This is my second blog post from the series of My R take on Advent of Code
. If you’d like to know more about Advent of Code, check out the first post from the series or simply go to their website. Below you’ll find the challnge from Day 2 and the solution that worked for me. As always, feel free to leave comments if you have different ideas on how this could have been solved!
Day 2 Puzzle
(…) you scan the likely candidate boxes again, counting the number that have an ID containing exactly two of any letter and then separately counting those with exactly three of any letter. You can multiply those two counts together to get a rudimentary checksum and compare it to what your device predicts. For example, if you see the following box IDs:
abcdef
contains no letters that appear exactly two or three times.
bababc
contains twoa
and threeb
, so it counts for both.
abbcde
contains twob
, but no letter appears exactly three times.
abcccd
contains threec
, but no letter appears exactly two times.
aabcdd
contains twoa
and twod
, but it only counts once.
abcdee
contains twoe
.
ababab
contains threea
and threeb
, but it only counts once.
Of these box IDs, four of them contain a letter which appears exactly twice, and three of them contain a letter which appears exactly three times. Multiplying these together produces a checksum of 4 * 3 = 12. What is the checksum for your list of box IDs?

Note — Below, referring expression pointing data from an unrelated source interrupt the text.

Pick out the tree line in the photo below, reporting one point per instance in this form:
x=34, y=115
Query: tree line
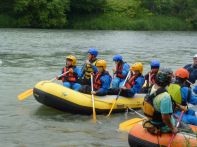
x=58, y=13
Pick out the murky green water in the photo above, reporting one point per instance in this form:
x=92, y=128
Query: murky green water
x=28, y=56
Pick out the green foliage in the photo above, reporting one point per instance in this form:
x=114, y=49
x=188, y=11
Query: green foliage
x=41, y=13
x=100, y=14
x=128, y=8
x=87, y=6
x=7, y=21
x=115, y=21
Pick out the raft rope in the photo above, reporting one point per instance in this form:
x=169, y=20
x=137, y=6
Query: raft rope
x=132, y=111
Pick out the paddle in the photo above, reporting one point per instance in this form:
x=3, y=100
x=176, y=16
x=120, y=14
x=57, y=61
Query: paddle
x=173, y=135
x=118, y=95
x=127, y=125
x=93, y=107
x=29, y=92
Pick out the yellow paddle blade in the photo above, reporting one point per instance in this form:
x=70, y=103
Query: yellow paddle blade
x=94, y=115
x=111, y=108
x=25, y=94
x=127, y=125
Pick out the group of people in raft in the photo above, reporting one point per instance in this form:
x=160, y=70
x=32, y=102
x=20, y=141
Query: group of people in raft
x=167, y=92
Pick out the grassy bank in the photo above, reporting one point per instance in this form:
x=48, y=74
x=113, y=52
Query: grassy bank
x=7, y=21
x=114, y=15
x=121, y=22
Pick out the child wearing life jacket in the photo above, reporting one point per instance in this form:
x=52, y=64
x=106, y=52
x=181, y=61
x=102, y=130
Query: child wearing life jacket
x=158, y=106
x=101, y=80
x=181, y=95
x=133, y=85
x=192, y=69
x=150, y=76
x=120, y=72
x=89, y=67
x=70, y=79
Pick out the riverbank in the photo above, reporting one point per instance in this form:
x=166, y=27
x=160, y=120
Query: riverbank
x=115, y=22
x=119, y=22
x=101, y=15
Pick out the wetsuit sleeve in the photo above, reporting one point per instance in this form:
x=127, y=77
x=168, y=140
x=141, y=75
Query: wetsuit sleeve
x=187, y=66
x=78, y=72
x=125, y=69
x=105, y=80
x=139, y=82
x=166, y=105
x=94, y=69
x=184, y=93
x=61, y=74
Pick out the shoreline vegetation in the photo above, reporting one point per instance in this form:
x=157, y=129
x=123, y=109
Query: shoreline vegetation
x=173, y=15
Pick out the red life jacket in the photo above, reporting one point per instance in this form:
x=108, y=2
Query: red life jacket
x=131, y=81
x=119, y=67
x=97, y=80
x=69, y=77
x=152, y=78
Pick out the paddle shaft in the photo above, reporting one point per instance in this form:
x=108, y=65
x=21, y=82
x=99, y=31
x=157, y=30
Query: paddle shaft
x=59, y=76
x=177, y=125
x=191, y=84
x=29, y=92
x=123, y=85
x=93, y=106
x=118, y=94
x=137, y=112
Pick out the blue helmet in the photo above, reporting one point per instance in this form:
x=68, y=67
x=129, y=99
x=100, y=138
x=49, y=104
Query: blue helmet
x=93, y=51
x=155, y=64
x=117, y=58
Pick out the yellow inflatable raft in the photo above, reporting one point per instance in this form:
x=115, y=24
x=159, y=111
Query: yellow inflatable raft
x=65, y=99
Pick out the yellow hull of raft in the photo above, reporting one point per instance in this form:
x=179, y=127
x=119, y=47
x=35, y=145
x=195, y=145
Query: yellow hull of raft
x=62, y=98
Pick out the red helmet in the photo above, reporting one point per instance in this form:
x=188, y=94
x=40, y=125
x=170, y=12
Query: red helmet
x=182, y=73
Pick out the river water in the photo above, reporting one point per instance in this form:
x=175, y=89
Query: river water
x=28, y=56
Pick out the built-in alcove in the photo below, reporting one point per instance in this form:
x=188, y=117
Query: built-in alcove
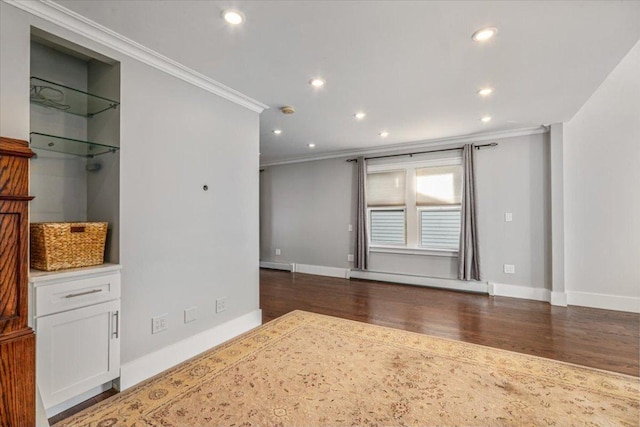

So what is it all about? As complicated as it may sound, essentially we need to:
- understand which string contains letters that appear exactly 2 times
- understand which string contains letters that appear exactly 3 times
- count the number of each type of string
- multiply them together
Doesn’t sound so bad anymore, ey? This is how we can go about it:
First load your key packages…
library(dplyr)
library(stringr)
library(tibble)
library(purrr)
… and have a look at what the raw input looks like.
# check raw input
glimpse(input)
## chr "xrecqmdonskvzupalfkwhjctdb\nxrlgqmavnskvzupalfiwhjctdb\nxregqmyonskvzupalfiwhjpmdj\nareyqmyonskvzupalfiwhjcidb\"| __truncated__
Right, Advent of Code will never give you nice and clean data to work with, that’s for sure. But it doesn’t look like things are too bad this time - let’s just split it by the new line and keep it as a vector for now. Does it look reaosnably good?
# clean it
clean_input = strsplit(input, '\n') %>% unlist() # splt by NewLine
glimpse(clean_input)
## chr [1:250] "xrecqmdonskvzupalfkwhjctdb" "xrlgqmavnskvzupalfiwhjctdb" ...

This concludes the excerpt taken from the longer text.